И недовольный той случайной формой, в которой вылились эти мысли, Л. Н-ч приписывает в конце: «все это очень плохо». Затем следуют краткие заметки, конспекты будущих рассуждений:
«1) Страх божий есть начало премудрости. В чем выражается этот страх? Гром, смерть, пророки.
2) Вера выражается и передается не словом, а делом, примером. То были патриархи, потом Христос.
3) Что есть вера? Людское или божественное? Если людское, то неразумное. Людское, но жизнью всей и смертью по отношению к богу. Так как же его назвать, как не божественным, если не божеским?
4) Вера, включающая в себя все (известные) веры, без противоречия, – божественна, истинна, сколько может быть что-либо истинно. Чувства личные и верования не истинны, но одно верование, включающее все, одно истинно. Господи, даруй мне его и дай мне помочь другим познать его».
На следующий день Л. Н-ч делает философскую запись, представляющую интересный критический взгляд на материализм:
«3-го июня. Материалисты совершенно правы, говоря, что каждая моя мысль есть последствие воздействия на меня материальных частиц. Так же они правы, говоря это о каждом моем чувстве, даже говоря то же о каждом моем желании – они правы. Пускай сознание свободы моей – заблуждение. Но что же они говорят этим? То, что волос не спадет с головы и что ничто – ни мысли, ни чувства, ни желания не могут возникнуть без воли бога. Что все происходящее происходит в пределах этой воли и что воля эта разумна, и непостижима. Они говорят то самое, что говорят христиане. Они говорят, что мысль, чувство, желание не беспричинно, бессмысленно возникает, но по строгому, мудрому закону. Закон же самый только с одной, ничтожнейшей стороны представляется смутно доступным постигновению, т. е. в самом высшем развитии своем наука дошла до догадки о том, что все совершается по мудрому закону.

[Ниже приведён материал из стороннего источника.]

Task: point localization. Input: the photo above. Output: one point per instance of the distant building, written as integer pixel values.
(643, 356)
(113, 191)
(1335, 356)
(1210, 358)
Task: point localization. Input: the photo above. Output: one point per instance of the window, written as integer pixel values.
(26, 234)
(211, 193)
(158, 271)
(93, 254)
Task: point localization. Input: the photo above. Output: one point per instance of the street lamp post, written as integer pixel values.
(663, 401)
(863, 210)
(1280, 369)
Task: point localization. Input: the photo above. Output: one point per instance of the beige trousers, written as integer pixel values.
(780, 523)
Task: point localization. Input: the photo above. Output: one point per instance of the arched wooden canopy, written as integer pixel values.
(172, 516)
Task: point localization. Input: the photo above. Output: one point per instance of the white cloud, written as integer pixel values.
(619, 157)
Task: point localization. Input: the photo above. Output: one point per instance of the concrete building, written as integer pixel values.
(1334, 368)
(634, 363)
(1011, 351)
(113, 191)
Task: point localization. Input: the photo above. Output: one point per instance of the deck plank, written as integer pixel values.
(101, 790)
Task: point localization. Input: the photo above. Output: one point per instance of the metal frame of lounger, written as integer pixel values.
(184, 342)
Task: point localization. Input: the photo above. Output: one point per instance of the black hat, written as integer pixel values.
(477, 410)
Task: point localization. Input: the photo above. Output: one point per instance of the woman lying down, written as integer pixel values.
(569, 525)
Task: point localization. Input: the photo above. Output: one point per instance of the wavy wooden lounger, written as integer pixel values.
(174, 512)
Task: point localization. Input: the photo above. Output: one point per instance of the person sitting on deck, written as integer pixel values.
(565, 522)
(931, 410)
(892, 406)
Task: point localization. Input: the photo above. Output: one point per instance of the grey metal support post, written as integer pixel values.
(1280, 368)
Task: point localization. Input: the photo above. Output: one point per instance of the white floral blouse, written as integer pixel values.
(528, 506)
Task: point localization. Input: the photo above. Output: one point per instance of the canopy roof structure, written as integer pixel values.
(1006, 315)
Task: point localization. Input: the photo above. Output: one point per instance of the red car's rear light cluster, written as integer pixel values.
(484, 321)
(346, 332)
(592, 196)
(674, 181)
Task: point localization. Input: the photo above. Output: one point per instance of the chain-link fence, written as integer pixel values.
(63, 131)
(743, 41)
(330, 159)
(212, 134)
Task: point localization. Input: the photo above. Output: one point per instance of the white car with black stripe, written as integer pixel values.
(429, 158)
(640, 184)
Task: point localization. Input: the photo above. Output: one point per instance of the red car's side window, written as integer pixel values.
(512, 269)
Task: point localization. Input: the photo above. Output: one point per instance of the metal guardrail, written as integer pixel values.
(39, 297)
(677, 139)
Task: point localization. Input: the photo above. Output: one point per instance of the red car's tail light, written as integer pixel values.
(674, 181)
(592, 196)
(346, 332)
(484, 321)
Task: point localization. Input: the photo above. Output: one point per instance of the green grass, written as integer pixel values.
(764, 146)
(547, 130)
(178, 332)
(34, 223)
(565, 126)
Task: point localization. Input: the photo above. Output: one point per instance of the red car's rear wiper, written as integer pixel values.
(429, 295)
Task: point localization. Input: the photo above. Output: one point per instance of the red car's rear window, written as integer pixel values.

Всякий серьезный мыслящий материалист должен признать: 1) что переход в действие материи, ощущения – в мысль, чувство и желание не только непонятно, но тем становится таинственнее, чем дальше идет изучение по этому пути, что ясное знание этого перехода никогда не может быть приобретено человеком, что все изучение на этом пути приводит только к убеждению, что мысли, чувства и желания находятся в зависимости от ощущения, но что зависимость эта неизвестна, т. е. что они не случайны, но непостижимы, т. е. что они находится в премудрой власти божией;
и 2) то, что если даже зависимость мыслей, чувств и желаний от ощущений была бы ясно определена, если бы было доказано, что сознание есть только цвет организма (и доказано, что организм есть необходимая форма жизни). Одним словом, признавая все то, что признают самые крайние материалисты, всякий мыслящий материалист должен сознаться, что те материальные причины воздействия на человека, производящие его мысли, чувства и желания, взяты слишком тесно, что всякая материальная причина имеет по самому свойству своему в основе другую причину, раздвояющуюся в пространстве и времени. И всякая другая причина имеет в основе третью и т. д. до бесконечности, и что поэтому отыскивать зависимость или причины на этом пути не только ведет далеко, но по самому свойству своему, очевидно, невозможно. Чтобы объяснить то, что я пишу теперь, необходимо показать, что ряд впечатлений и ощущений произвел во мне мысли, которые я излагаю, то чувство волнения, которое испытываю, и то желание писать, которое я привожу в исполнение. Положим, что все ощущения были бы найдены и указаны. Но невольно следует другой ряд вопросов, что произвело эти ощущения?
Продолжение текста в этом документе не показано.